The US State Department’s Counselor has urged the Association of Southeast Asian Nations (ASEAN) to engage with Myanmar’s shadow civilian National Unity Government (NUG), as the country’s political crisis cannot be resolved by engaging only with the military regime.
Derek Chollet told the Straits Times newspaper in Singapore that Washington has been urging ASEAN countries that are either not engaging or not visibly engaging to “do more of that” because the US believes it’s very important, particularly due to the junta’s restrictions on anyone engaging with the democratic opposition inside Myanmar.
ASEAN member Myanmar has been in political and economic turmoil since last year’s coup. The regime can’t control the country because of the popular armed resistance movement backed by the NUG.
ASEAN’s Special Envoy for Myanmar visited the country earlier this year, but met only with the regime.
“Engaging with the democratic opposition is critical.
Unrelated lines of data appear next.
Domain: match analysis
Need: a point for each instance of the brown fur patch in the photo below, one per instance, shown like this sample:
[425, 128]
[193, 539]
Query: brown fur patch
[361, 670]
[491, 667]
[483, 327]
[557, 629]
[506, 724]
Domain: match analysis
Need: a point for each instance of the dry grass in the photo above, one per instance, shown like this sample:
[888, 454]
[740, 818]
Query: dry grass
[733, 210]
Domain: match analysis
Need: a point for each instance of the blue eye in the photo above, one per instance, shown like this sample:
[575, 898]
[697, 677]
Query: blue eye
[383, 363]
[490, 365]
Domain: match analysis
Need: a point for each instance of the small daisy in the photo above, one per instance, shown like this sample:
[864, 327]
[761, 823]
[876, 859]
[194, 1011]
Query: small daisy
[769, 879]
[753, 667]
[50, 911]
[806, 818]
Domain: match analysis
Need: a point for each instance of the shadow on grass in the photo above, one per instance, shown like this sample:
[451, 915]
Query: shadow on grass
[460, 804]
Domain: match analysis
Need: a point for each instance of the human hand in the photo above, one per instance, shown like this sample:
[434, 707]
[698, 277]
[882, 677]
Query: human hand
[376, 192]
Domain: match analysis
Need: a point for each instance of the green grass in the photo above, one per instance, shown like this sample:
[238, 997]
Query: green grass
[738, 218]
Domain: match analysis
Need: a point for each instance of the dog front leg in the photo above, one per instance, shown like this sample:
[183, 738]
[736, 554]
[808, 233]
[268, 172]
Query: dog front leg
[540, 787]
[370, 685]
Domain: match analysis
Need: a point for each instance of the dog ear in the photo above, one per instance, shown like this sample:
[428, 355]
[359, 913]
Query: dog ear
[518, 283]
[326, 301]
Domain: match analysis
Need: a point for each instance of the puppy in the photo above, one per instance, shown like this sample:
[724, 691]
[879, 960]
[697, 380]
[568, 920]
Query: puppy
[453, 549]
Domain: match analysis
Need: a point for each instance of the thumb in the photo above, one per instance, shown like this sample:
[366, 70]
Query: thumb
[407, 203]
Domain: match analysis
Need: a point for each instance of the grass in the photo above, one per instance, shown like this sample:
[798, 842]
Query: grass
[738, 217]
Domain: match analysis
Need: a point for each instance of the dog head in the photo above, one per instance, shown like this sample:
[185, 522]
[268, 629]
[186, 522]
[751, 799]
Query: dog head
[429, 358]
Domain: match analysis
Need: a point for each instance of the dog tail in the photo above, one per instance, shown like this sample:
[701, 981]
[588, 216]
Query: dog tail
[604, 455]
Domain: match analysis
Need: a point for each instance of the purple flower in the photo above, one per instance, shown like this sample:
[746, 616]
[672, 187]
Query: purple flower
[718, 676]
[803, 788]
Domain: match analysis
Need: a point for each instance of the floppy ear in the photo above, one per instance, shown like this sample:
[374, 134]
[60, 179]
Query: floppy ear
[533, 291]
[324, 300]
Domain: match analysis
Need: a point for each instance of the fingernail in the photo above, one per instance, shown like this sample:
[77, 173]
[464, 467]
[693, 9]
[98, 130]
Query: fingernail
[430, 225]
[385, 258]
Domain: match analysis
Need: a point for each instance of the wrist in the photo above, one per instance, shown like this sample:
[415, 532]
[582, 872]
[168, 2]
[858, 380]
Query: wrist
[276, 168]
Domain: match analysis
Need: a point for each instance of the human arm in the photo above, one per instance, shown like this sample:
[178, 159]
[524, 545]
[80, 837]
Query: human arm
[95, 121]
You are not going to resolve this by just engaging with the junta,” Derek Chollet told the Straits Times.
The State Department official’s call for more engagement follows last month’s meeting between the NUG and US government officials in Washington on the sidelines of the US-ASEAN summit.
NUG foreign minister Daw Zin Mar Aung also met Malaysia’s Foreign Minister Saifuddin Abdullah, who had called for ASEAN to engage with the NUG prior to the meeting, making Malaysia the first ASEAN member to engage publicly with the NUG. The meeting was slammed by the junta, which was excluded from the US-ASEAN summit for failing to honor the bloc’s peace plan for Myanmar.
Chollet’s call for dialogue between ASEAN and the NUG came before he departed for Thailand, Singapore and Brunei on Tuesday. During his tour, he will focus on the Myanmar crisis, as well as on other bilateral issues, according to the State Department.
In his interview with the Straits Times, the State Department Counselor said that the US has had regular video meetings with the NUG leadership over the last eight or nine months, as well as engaging with them to help build capacity and make them more effective at organizing themselves and delivering for the Myanmar people.
Chollet said that he will be discussing the political pathway forward for Myanmar during his trip to Southeast Asia.
“We seem to be at a political stalemate in terms of getting Myanmar back on the path to democracy… it’s very tough going right now,” he said.
“But that is why we are putting a premium on engaging intensively with ASEAN and others who have an interest in a peaceful and democratic future for Myanmar,” added Chollet.
It’s still unknown how ASEAN will respond to Washington’s call to engage more with the NUG, with the junta opposed to any such engagement as it regards the NUG as a terrorist organization.
The ten-member bloc has been criticized for its failed peace plan for Myanmar, known as the Five-Point Consensus. Adopted in April last year, the Consensus called for the regime to stop violence in the country immediately and to allow the delivery of humanitarian aid.
However, the regime has ignored most of the points in the Consensus, while killing over 1,800 people for their anti-coup activism. It has approved ASEAN to deliver aid, provided it is distributed first to the junta. ASEAN’s agreement to that has been criticized by rights groups, who fear that the regime will use the aid for its own benefit, while neglecting those in need.